Ich verstehe immer noch nicht, was du mit „Lähmung“ meinst. Glaubst du, dass niemand mehr an Ausschreibungen teilnimmt, wenn nicht mehr geschummelt und geschmiert werden kann?
Egal- ich versuch einen wirksamen Kontrollmechanismus zu erklären: (Ich werd’s unjuristisch, aber dafür hoffentlich verständlich formulieren.)
Als Aufhänger: Die Kontrolle muss privatisiert werden!
Pass auf:
Beinahe jede Ausschreibungsunterlage (auch schon im Unterschwellenbereich) besteht aus Hunderten Seiten von Bedingnissen und Klauseln, die der Bieter ausfüllen muss.
Aus dem (staatlichen) Formularwesen ist bekannt, dass man Formulare so gestalten kann, dass der Ausfüller oft nicht recht weiß, was gemeint ist oder was das Formular von ihm wissen will.
Der öffentliche Auftraggeber produziert daher eine Angebotsvorlage mit einigen solchen „Unklarheiten oder Unschärfen“. (Es gibt eigene Seminare, bei denen man das lernt—kein Scherz.)
Dann bastelt der (öffentliche) Auftraggeber noch folgenden kleinen Satz in Kleingedruckte: „
Angebote mit unklaren Angaben des Bieters können ausgeschieden werden.“ (Standard in jeder Ausschreibung.)
So: Jetzt legen 3 Bieter ein Angebot. Nennen wir sie A, B und C.
Sowohl A, wie auch B, als auch C haben unklare Angaben formuliert. (Geht nicht anders wegen des Formulars.)
A und B sind Bestbieter. C ist der teuerste. Der Auftraggeber will aber dem C den Zuschlag erteilen, weil sie gepackelt haben.
Was macht der Auftraggeber?
Er scheidet die Angebote von A und B aus. C bekommt den Zuschlag.
A und B wollen diese Entscheidung bekämpfen und anfechten und zwar mit dem Argument, dass auch der C unklare Angaben im Angebot haben muss.

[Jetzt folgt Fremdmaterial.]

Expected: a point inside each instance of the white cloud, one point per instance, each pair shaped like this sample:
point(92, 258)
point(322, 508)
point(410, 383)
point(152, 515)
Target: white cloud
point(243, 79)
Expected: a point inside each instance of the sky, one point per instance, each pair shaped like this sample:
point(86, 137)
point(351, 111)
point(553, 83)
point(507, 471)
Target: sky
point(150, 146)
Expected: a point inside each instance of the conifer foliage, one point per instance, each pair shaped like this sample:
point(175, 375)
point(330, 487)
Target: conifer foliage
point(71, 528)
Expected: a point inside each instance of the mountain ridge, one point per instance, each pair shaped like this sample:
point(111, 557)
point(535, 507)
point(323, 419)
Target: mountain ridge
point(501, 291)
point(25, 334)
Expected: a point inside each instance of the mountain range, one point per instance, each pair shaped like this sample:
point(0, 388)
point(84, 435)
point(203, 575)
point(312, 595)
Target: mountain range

Die Vergabekontrollbehörde (UVS oder BVA) weist die Rechtsmittel von A und B zurück. Mit der Begründung: A und B sind berechtigt ausgeschieden worden. Damit haben sie keine weitere Parteistellung im Verfahren und können daher keine Überprüfung des C-Angebotes verlangen.
Damit endet der Rechtsweg und der Rechtsschutz für A und B. Eine weitere Prüfung, warum C nicht ebenfalls ausgeschieden wurde, findet nie und durch niemanden mehr statt.

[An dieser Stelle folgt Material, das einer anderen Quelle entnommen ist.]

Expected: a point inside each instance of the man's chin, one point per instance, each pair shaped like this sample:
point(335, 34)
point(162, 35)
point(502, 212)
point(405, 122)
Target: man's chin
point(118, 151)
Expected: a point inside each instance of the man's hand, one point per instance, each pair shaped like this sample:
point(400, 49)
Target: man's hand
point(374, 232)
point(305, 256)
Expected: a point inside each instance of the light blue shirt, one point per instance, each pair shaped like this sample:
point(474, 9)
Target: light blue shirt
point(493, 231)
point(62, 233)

Dieses Vorgehen ist ständige Judikatur und mittlerweile von allen Höchstgerichten (einschließlich EuGH) abgesegnet.
Soweit zur Problemstellung.
Mein Lösungsansatz sollte jetzt schon klar sein, nicht?
Relativ easy: Kontrollmöglichkeit des ausgeschiedenen Bieters im Nachprüfungsverfahren und ein subjektives Recht auf korrekte Abwicklung des gesamten Vergabeprozesses.
Klingt eigentlich so, als ob es das eh schon geben müsste. Ist aber nicht so. Und wird von der Politik heftig gemieden. Komisch, nicht?
Mit dieser simplen Nachprüfungsmöglichkeit hätte man die Kontrolle privatisiert (was ja auch im Wettbewerbsrecht funktioniert). Nach Schätzungen von transparency brächte es Milliarden.